James Harden turned down his $42.3 million player option for next season, and until his new number is settled, Cleveland does not know whether it will be shopping with the $3.9 million veteran minimum exception or the $6.1 million taxpayer midlevel.

Before Harden’s next contract is counted, the Cavaliers sit $25.3 million shy of the first apron and $38 million beneath the second. Using more than $6.1 million in exception money would hard-cap the team at the first apron, and creating room beyond that figure would require trading Max Strus or Dennis Schroder.

In plain terms, every dollar Cleveland commits to a backup center right now is a dollar of flexibility it cannot get back if James says yes. Front offices do not spend their last exception while the biggest free agent in franchise history is deliberating, so the Cavaliers wait — and the waiting has no announced end date. His agent, Rich Paul, told Forbes’ Mark Medina that a resolution was not imminent.

“I don’t think it’ll be the next few days,” Paul said.

The reporting since has pointed the same direction. Marc Stein said on the “A Must Win Game” podcast that most of the people he speaks with did not expect a resolution during the opening days of Summer League, with the process likely stretching deeper into July.

The one detail that has cut through the noise favors Cleveland: league executives told The Athletic’s Joe Vardon that the only team official believed to have had direct contact with James this free agency is Brandon Weems, his childhood friend who works in the Cavaliers’ front office. That is an encouraging signal, but a signal is all it is, and signals do not sign backup centers.

What the Cavaliers Can Do at Backup Center

The realistic paths are narrow. Cleveland can try to keep Valanciunas warm without committing — a conversation, not a contract — and hope Europe and the Lakers both stay patient.

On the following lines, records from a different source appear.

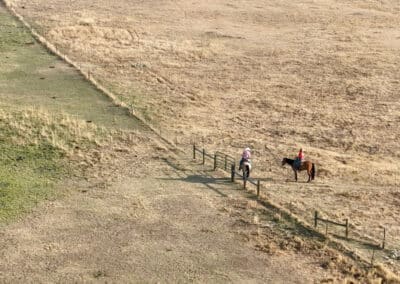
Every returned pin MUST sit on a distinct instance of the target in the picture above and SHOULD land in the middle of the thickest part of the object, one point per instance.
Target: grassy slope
(36, 146)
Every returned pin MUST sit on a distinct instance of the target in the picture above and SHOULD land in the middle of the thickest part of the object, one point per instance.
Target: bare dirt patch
(272, 75)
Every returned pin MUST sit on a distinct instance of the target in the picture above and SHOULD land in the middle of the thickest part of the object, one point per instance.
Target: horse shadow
(209, 182)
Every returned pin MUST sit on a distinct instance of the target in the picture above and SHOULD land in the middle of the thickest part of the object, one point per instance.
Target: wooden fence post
(226, 157)
(384, 238)
(316, 219)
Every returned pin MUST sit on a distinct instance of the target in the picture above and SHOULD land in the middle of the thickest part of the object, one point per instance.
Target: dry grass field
(272, 75)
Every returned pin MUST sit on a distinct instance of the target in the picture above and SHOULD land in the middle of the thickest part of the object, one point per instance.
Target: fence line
(222, 161)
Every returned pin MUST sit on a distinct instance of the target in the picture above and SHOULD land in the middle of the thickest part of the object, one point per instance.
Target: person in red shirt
(245, 156)
(299, 158)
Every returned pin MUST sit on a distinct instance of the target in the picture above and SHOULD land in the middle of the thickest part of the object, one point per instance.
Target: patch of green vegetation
(27, 175)
(30, 76)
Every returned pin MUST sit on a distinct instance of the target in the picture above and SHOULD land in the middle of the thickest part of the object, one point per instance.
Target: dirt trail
(153, 219)
(163, 221)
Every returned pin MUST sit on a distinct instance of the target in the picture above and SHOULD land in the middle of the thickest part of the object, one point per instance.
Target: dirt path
(164, 222)
(155, 219)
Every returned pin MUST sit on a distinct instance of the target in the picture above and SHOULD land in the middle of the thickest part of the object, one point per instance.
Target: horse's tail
(313, 172)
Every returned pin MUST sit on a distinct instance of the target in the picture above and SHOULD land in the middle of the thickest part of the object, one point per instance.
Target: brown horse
(306, 165)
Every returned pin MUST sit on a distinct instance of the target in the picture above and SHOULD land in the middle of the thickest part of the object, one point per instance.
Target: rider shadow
(209, 182)
(366, 244)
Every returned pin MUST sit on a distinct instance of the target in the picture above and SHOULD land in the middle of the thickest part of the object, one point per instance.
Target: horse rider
(246, 155)
(299, 159)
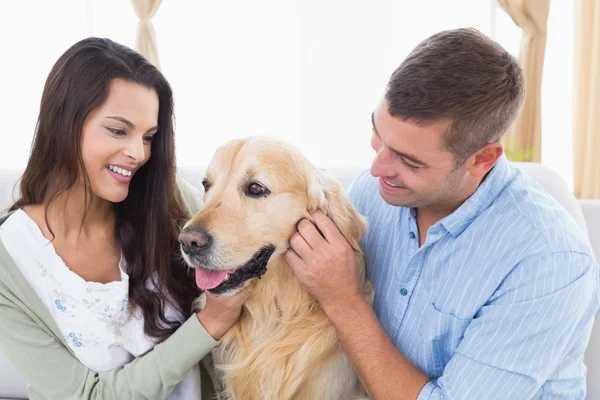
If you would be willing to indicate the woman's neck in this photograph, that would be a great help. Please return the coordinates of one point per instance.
(69, 219)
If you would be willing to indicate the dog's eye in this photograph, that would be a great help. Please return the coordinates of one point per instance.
(257, 190)
(206, 184)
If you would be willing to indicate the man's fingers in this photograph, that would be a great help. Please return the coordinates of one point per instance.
(299, 245)
(310, 234)
(293, 259)
(327, 226)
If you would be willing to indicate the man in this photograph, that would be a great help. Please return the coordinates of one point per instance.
(485, 288)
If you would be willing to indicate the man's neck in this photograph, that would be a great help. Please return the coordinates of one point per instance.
(427, 216)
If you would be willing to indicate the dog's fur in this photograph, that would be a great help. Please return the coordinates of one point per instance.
(283, 346)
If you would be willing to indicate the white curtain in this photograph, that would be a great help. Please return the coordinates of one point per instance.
(145, 42)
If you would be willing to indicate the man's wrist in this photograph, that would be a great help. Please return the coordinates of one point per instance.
(339, 308)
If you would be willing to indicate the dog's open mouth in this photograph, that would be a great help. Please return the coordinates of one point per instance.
(221, 281)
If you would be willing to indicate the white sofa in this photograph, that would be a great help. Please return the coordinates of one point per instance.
(585, 212)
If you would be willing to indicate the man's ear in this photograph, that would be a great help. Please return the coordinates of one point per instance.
(325, 193)
(485, 159)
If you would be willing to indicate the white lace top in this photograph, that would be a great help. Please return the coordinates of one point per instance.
(93, 317)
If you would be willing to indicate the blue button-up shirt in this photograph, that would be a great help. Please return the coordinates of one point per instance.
(498, 302)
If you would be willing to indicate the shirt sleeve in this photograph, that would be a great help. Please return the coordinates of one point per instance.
(53, 372)
(540, 316)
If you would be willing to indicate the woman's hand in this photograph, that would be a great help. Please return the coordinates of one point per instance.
(221, 312)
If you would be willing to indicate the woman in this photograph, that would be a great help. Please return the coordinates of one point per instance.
(91, 277)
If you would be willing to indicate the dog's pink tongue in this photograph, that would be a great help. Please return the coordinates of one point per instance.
(209, 279)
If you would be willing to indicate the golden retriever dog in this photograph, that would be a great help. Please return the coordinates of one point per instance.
(283, 346)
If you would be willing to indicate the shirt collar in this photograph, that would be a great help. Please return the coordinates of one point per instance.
(496, 180)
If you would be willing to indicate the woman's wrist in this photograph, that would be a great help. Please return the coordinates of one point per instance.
(213, 326)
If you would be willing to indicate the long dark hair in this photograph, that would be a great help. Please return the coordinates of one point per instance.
(149, 219)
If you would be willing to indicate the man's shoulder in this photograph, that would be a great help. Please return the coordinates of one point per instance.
(525, 204)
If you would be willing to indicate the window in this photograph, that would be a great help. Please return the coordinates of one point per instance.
(306, 71)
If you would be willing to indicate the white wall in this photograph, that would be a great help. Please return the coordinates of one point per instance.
(309, 71)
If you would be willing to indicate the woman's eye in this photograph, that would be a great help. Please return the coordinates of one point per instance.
(206, 184)
(257, 190)
(117, 132)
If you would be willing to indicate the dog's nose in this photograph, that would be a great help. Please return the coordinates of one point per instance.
(193, 239)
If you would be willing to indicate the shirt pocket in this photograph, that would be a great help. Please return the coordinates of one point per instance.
(446, 331)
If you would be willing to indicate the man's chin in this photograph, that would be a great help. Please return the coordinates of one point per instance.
(397, 199)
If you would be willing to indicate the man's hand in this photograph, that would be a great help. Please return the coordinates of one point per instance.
(324, 265)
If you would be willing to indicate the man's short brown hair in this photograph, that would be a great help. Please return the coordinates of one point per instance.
(465, 77)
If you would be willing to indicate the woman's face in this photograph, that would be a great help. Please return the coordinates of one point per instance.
(117, 137)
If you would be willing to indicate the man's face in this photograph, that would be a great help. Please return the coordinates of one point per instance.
(412, 164)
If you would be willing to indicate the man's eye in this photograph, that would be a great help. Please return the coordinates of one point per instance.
(410, 166)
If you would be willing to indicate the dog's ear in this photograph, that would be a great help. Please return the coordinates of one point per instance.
(326, 193)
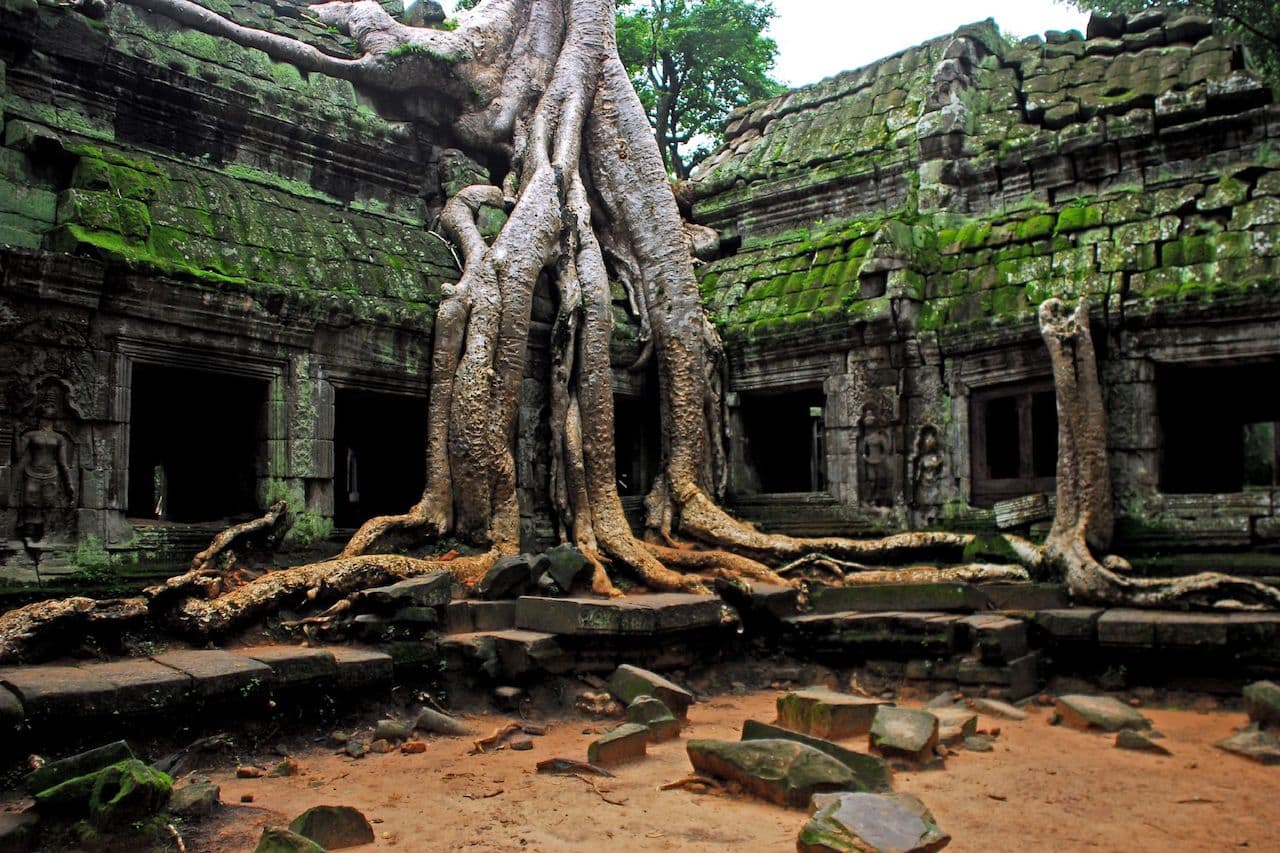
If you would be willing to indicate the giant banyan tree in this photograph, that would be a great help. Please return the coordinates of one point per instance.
(536, 87)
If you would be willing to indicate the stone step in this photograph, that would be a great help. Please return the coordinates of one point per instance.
(183, 680)
(632, 615)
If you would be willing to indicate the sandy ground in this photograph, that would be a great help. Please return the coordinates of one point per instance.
(1042, 788)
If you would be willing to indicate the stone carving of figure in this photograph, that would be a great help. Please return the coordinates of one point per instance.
(44, 468)
(927, 473)
(876, 452)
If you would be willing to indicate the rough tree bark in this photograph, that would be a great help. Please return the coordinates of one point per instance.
(539, 86)
(1084, 519)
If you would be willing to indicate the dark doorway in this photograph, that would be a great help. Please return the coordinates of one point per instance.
(1219, 427)
(379, 455)
(195, 439)
(785, 439)
(1014, 441)
(636, 429)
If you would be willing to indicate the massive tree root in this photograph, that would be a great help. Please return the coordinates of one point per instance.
(1084, 518)
(538, 86)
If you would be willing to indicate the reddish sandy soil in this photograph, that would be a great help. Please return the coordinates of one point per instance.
(1042, 788)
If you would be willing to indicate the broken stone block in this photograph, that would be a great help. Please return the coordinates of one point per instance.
(1102, 712)
(955, 724)
(333, 826)
(1255, 744)
(904, 733)
(827, 714)
(781, 771)
(872, 772)
(277, 839)
(625, 743)
(1130, 739)
(897, 822)
(55, 772)
(511, 576)
(567, 566)
(629, 683)
(196, 799)
(649, 711)
(997, 708)
(1262, 703)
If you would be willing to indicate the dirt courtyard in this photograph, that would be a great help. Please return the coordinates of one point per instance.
(1042, 788)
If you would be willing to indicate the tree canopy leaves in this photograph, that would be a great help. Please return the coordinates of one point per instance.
(691, 63)
(1256, 21)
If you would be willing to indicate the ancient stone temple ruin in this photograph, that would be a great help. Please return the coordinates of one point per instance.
(219, 276)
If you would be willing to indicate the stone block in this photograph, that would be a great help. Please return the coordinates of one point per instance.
(1127, 628)
(1101, 712)
(218, 674)
(357, 669)
(629, 742)
(295, 665)
(899, 597)
(59, 692)
(827, 714)
(1074, 624)
(429, 591)
(630, 683)
(904, 733)
(635, 615)
(144, 685)
(872, 772)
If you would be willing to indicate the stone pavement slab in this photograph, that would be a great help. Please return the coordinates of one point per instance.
(219, 674)
(142, 685)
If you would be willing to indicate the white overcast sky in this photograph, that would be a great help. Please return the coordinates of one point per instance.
(822, 37)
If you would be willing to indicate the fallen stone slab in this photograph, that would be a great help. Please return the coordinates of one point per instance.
(219, 674)
(1102, 712)
(277, 839)
(333, 826)
(955, 724)
(632, 615)
(433, 589)
(904, 733)
(59, 692)
(997, 708)
(144, 687)
(653, 714)
(1255, 744)
(844, 822)
(781, 771)
(1130, 739)
(629, 742)
(511, 576)
(55, 772)
(295, 665)
(1262, 702)
(359, 669)
(871, 772)
(438, 723)
(630, 683)
(827, 714)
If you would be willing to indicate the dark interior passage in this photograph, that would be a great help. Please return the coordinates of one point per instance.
(785, 441)
(636, 437)
(379, 455)
(1219, 427)
(1014, 439)
(195, 441)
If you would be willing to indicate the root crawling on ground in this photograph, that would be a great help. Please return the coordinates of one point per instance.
(535, 87)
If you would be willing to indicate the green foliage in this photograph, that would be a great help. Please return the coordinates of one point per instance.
(693, 62)
(1257, 22)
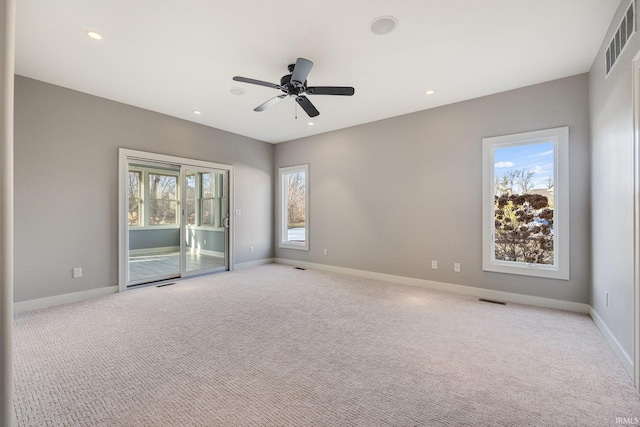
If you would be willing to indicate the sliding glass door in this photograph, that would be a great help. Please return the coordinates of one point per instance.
(206, 221)
(154, 222)
(175, 218)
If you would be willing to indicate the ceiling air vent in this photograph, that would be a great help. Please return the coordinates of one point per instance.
(625, 31)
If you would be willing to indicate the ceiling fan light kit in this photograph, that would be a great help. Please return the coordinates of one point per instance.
(294, 85)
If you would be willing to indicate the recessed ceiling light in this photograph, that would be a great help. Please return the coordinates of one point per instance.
(237, 91)
(94, 35)
(383, 25)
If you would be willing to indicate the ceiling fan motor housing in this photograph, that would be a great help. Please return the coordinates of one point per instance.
(289, 87)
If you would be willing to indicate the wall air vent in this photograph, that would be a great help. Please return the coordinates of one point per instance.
(625, 31)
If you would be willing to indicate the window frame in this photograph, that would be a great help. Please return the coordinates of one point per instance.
(140, 198)
(145, 199)
(284, 241)
(560, 138)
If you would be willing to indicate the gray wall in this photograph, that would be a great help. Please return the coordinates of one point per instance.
(393, 195)
(66, 196)
(149, 239)
(612, 188)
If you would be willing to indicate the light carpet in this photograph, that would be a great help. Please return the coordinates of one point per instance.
(277, 346)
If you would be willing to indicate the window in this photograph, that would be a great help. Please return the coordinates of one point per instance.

It can wait for the buyout and trade churn that follows James’ decision, when teams that lose the sweepstakes start repurposing their rosters and a serviceable big may shake loose. Or it can accept that the backup five will be a minimum-salary answer signed in late July, with the roster spot itself held open as part of the pitch to James.

None of those options is comfortable, and that is the honest cost of the position Cleveland has chosen. Chasing James is the right bet — a healthy Allen, Evan Mobley and Donovan Mitchell’s four-year max extension give this roster a championship spine, and James is the one player available who raises that ceiling.

But the bet is not free. It is being paid daily, in names coming off a board the Cavaliers cannot yet play on, and Sunday it was paid again in the form of DeAndre Jordan.

The frustrating part for Cleveland is that patience and urgency are both correct at once. The front office should keep waiting on James, and the market should make that waiting increasingly expensive.

Until the decision comes, the Cavaliers’ offseason will keep looking like this: quiet on the surface, with the real cost accruing underneath.